We went inside and Lee asked us to come into the living room, “Sit down, get a sense of the scale and the relationship to outside.” He talked about the spirit of the house, how it serves the people who live in it. We looked out the south window across a lawn that rolled away to a split rail fence connecting two groves of trees, which were bending in the wind. He said, “Architects tell people how to live. I’m much more gratified when people come into a house, live in it, and show me how to live.”

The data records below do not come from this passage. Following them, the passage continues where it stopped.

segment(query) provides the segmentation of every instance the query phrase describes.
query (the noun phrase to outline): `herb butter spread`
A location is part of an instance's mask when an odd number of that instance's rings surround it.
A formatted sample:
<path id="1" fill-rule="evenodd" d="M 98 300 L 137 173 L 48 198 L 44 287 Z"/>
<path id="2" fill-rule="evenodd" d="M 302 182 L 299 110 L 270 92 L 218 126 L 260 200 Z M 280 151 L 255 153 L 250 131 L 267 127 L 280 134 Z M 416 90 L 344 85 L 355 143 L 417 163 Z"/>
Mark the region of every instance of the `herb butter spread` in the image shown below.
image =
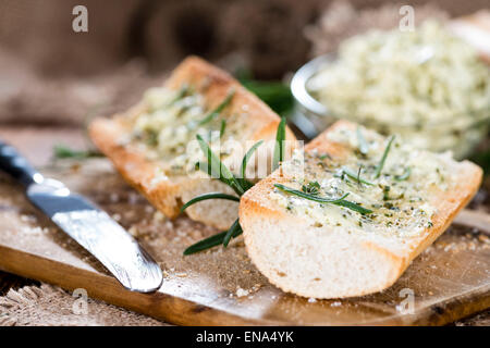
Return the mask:
<path id="1" fill-rule="evenodd" d="M 414 32 L 372 30 L 341 45 L 307 86 L 338 117 L 415 146 L 463 158 L 490 116 L 490 70 L 437 22 Z"/>
<path id="2" fill-rule="evenodd" d="M 274 185 L 270 196 L 286 213 L 306 216 L 318 227 L 401 237 L 432 226 L 436 208 L 429 198 L 453 183 L 449 154 L 417 150 L 399 137 L 385 138 L 364 127 L 336 127 L 327 137 L 345 149 L 341 157 L 296 150 L 283 163 L 289 181 Z"/>
<path id="3" fill-rule="evenodd" d="M 176 90 L 151 88 L 145 94 L 144 112 L 133 120 L 130 141 L 149 160 L 160 162 L 156 182 L 197 171 L 196 163 L 205 159 L 196 141 L 197 135 L 210 144 L 223 161 L 231 158 L 234 149 L 228 147 L 226 141 L 233 140 L 236 127 L 226 122 L 234 115 L 224 117 L 223 114 L 233 94 L 230 90 L 213 108 L 209 108 L 205 97 L 188 85 Z"/>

He talked about Mies Ven der Rohe’s Farnsworth House, in Illinois. Edith Farnsworth was an interior decorator who went to college with Lee’s mother and who, as he put it, had the hots for Mies. That led him into a discussion of great houses. In his opinion, he said, there are five great houses in the United States:
Fallingwater,
the Glass House, a house
Lee himself designed and Toshiko Mori updated, on Chichester Road in New Canaan (he called it Lee House number 2), Johnson’s
Boissonnas house, and the
Kaufman house, which Neutra designed, in Palm Springs.
I have other impressions and observations from Modern House Day that maybe I'll get to later. The event was a fund-raiser for the New Canaan Historical Society, which organized it with a lot of help from a group of volunteers. The William Raveis real estate agency was a prime sponsor, and their brokers served as docents at some of the houses (and made sure everyone knew that Johnson's Alice Ball House is again threatened with destruction -- it would be the first Johnson house to be torn down -- and is on the market, and that Edward Durell Stone's Celanese House, which was on the tour and has been spectacularly restored, will soon be on the market).
The Modern House Day logo was designed by Gina Federico Graphic Design.